The issue persisted, then I saw you modified 20_check_nodes_up.yml, and I switched which task was commented out to the new one you left for me. (Thanks by the way! Super nice of you.)

With the manual replacement for wait_for_connection, the results were slightly different. It failed, then passed, then failed.

TASK [../../roles/kubeinit_libvirt : wait for okd-service-01 to boot] ******************************************************
FAILED - RETRYING: wait for okd-service-01 to boot (30 retries left).
FAILED - RETRYING: wait for okd-service-01 to boot (29 retries left).
changed: [hypervisor-01] => {"attempts": 3, "changed": true, "cmd": "set -o pipefail\nssh    -o ConnectTimeout=5    -o BatchMode=yes    -o StrictHostKeyChecking=no    root@10.0.0.100 'echo \"connected\"' || true\n", "delta": "0:00:02.189656", "end": "2021-02-09 11:27:29.637112", "rc": 0, "start": "2021-02-09 11:27:27.447456", "stderr": "Warning: Permanently added '10.0.0.100' (ECDSA) to the list of known hosts.", "stderr_lines": ["Warning: Permanently added '10.0.0.100' (ECDSA) to the list of known hosts."], "stdout": "connected", "stdout_lines": ["connected"]}

TASK [Upgrade packages and restart] ****************************************************************************************
[WARNING]: The loop variable 'cluster_role_item' is already in use.

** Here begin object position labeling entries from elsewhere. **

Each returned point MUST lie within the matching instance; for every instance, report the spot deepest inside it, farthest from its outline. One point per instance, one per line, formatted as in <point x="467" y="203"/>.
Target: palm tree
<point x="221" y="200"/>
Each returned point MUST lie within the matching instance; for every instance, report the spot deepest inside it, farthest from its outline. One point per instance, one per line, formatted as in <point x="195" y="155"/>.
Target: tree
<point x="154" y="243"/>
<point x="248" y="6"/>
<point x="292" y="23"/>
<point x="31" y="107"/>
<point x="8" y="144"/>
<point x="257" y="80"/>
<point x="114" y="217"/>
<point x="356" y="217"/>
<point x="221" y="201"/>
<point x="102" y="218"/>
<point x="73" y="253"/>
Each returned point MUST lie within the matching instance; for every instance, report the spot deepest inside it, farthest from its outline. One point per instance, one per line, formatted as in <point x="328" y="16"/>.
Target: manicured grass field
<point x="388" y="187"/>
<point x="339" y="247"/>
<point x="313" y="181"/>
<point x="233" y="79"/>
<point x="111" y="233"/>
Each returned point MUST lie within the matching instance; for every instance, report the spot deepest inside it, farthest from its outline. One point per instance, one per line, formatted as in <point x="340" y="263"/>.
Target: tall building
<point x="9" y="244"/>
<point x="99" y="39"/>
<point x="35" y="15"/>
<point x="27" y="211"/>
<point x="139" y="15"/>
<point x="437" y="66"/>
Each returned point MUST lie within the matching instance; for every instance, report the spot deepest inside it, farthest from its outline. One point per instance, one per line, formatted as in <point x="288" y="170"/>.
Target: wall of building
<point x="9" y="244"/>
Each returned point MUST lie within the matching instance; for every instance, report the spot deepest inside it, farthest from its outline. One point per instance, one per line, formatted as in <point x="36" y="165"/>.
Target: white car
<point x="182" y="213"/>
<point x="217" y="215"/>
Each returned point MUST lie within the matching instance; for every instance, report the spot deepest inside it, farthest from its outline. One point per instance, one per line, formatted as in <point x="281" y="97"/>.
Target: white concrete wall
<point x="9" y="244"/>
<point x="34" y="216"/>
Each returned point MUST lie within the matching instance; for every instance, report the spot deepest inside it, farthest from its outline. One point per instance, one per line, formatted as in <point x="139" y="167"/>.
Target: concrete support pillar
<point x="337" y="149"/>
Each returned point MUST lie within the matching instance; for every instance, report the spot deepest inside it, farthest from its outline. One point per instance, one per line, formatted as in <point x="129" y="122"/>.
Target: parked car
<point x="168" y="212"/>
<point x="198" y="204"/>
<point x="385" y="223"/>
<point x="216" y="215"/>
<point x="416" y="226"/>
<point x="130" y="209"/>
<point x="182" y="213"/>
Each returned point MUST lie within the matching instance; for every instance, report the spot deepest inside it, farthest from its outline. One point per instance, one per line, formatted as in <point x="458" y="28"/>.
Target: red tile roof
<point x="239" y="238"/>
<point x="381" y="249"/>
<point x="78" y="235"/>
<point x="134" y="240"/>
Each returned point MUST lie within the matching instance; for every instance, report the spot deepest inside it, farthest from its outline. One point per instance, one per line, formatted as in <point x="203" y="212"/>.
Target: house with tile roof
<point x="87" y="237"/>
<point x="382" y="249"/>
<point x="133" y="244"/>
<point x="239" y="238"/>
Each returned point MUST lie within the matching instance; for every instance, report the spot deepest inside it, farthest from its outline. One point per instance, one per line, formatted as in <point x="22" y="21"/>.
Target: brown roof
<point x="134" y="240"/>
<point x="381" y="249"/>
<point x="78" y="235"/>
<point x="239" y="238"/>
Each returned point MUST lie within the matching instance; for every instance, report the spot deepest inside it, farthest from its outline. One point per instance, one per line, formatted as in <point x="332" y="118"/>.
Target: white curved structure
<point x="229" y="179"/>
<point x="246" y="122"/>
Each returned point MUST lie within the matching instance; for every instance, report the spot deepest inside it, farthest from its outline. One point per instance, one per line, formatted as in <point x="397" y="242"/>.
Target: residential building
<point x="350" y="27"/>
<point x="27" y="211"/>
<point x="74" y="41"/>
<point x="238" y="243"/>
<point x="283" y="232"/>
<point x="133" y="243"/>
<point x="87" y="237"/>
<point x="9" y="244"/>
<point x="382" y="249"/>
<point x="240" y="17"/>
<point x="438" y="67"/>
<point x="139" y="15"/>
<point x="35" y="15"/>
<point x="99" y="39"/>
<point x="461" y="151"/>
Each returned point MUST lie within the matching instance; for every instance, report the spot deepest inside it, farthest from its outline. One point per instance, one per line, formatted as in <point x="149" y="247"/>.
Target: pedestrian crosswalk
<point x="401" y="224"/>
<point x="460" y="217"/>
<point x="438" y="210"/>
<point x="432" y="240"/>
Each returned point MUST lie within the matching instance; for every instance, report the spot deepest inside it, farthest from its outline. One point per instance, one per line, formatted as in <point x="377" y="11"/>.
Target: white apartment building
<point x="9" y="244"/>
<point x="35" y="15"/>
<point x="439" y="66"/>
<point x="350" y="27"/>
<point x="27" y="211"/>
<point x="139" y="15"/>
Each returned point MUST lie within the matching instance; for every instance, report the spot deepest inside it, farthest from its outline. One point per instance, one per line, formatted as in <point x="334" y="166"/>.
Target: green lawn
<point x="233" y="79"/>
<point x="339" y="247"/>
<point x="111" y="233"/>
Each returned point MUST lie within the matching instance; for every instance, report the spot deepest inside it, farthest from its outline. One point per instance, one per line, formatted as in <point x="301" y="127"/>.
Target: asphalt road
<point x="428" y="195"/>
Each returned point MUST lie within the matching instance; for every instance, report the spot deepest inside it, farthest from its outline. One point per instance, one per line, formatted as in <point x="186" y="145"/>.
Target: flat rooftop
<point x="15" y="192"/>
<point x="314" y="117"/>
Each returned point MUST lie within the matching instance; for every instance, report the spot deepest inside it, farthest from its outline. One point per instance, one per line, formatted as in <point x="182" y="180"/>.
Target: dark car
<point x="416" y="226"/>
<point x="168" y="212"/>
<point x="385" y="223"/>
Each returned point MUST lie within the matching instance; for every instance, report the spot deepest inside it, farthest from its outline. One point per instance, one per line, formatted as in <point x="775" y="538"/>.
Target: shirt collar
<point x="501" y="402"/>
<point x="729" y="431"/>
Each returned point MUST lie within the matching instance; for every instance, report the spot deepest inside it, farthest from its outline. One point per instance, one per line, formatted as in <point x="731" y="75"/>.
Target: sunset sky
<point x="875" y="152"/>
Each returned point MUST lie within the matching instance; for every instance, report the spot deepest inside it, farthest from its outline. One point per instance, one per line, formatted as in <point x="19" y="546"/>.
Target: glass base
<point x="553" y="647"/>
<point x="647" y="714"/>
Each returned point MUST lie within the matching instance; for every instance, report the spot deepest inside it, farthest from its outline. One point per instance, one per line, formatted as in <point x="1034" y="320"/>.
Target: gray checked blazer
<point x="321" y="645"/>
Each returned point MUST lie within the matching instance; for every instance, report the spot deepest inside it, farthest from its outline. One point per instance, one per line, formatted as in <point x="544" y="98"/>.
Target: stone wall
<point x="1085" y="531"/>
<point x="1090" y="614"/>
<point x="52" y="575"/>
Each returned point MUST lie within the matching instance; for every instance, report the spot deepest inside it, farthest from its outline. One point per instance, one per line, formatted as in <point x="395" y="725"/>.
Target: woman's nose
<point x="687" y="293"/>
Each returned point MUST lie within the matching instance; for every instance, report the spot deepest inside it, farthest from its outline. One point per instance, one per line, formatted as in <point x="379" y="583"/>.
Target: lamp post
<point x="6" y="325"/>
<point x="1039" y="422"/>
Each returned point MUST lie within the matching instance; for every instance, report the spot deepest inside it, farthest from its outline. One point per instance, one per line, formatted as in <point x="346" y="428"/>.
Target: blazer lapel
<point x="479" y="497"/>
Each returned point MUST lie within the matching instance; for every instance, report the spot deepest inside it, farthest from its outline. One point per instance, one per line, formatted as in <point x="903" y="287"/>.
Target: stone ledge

You should set the `loop_var` value in the
`loop_control` option for the task to something else to avoid variable collisions and unexpected behavior.

TASK [../../roles/kubeinit_okd : update packages] **************************************************************************
fatal: [hypervisor-01]: UNREACHABLE! => {"changed": false, "msg": "Failed to connect to the host via ssh: ssh: connect to host 10.0.0.100 port 22: Operation timed out", "unreachable": true}

PLAY RECAP *****************************************************************************************************************
hypervisor-01              : ok=86   changed=20   unreachable=1    failed=0    skipped=23   rescued=0    ignored=3   

At this point, if I cat ~/.ssh/known_hosts I do see an entry for 10.0.0.100 (as per the wait for okd-service-01 to boot task). And if on the hypervisor I do ssh root@10.0.0.100, it works fine. So, the entry in known_host seems correct.

I'm stumped, any ideas? I might jump on Slack if you're available today, although I have to get an OpenShift deployment up ASAP so I may just go to a manual bare-metal single-node-cluster installation if I can't make more progress on this soon.

Thanks again, any advice is appreciated.

ccamacho commented 3 years ago

After checking and checking the code @acoard-aot the problem is that Ansible is not honoring the ssh proxy (that's why it can not connect). In this case, each guest is inside a libvirt network inside the host, so from the host itself you will be able to reach it, but not from the place you trigger ansible (that's the reason of the ssh proxy). The weird thing is that this is something I used since 1 year ago and it was working just fine. After checking the Ansible docs, I found another way of configuring the ssh proxy.

Fixed by: https://github.com/Kubeinit/kubeinit/pull/182

nirolfa commented 3 years ago

same issue but fix #182 didt fix it for me i had to comment out those 2 lines; in kubeinit/hosts/okd/inventory ansible_ssh_pipelining=True ansible_ssh_extra_args='-o StrictHostKeyChecking=no -o ProxyCommand="ssh -W %h:%p -q root@nyctea"' # ControlMaster=auto -o ControlPersist=54s -o ControlPath=~/.ssh/ansible-%r@%h:%p

ccamacho commented 3 years ago

@nirolfa thanks for reporting this, it should work if you deploy the ansible playbook from the first hypervisor (I assume its the way it works for you).

In the latest merged PR @nirolfa @acoard-aot this should be fixed now, there are some minor improvements that need to be addressed but it should work.

Please feel free to reopen or jump in the slack channel if you have any other question.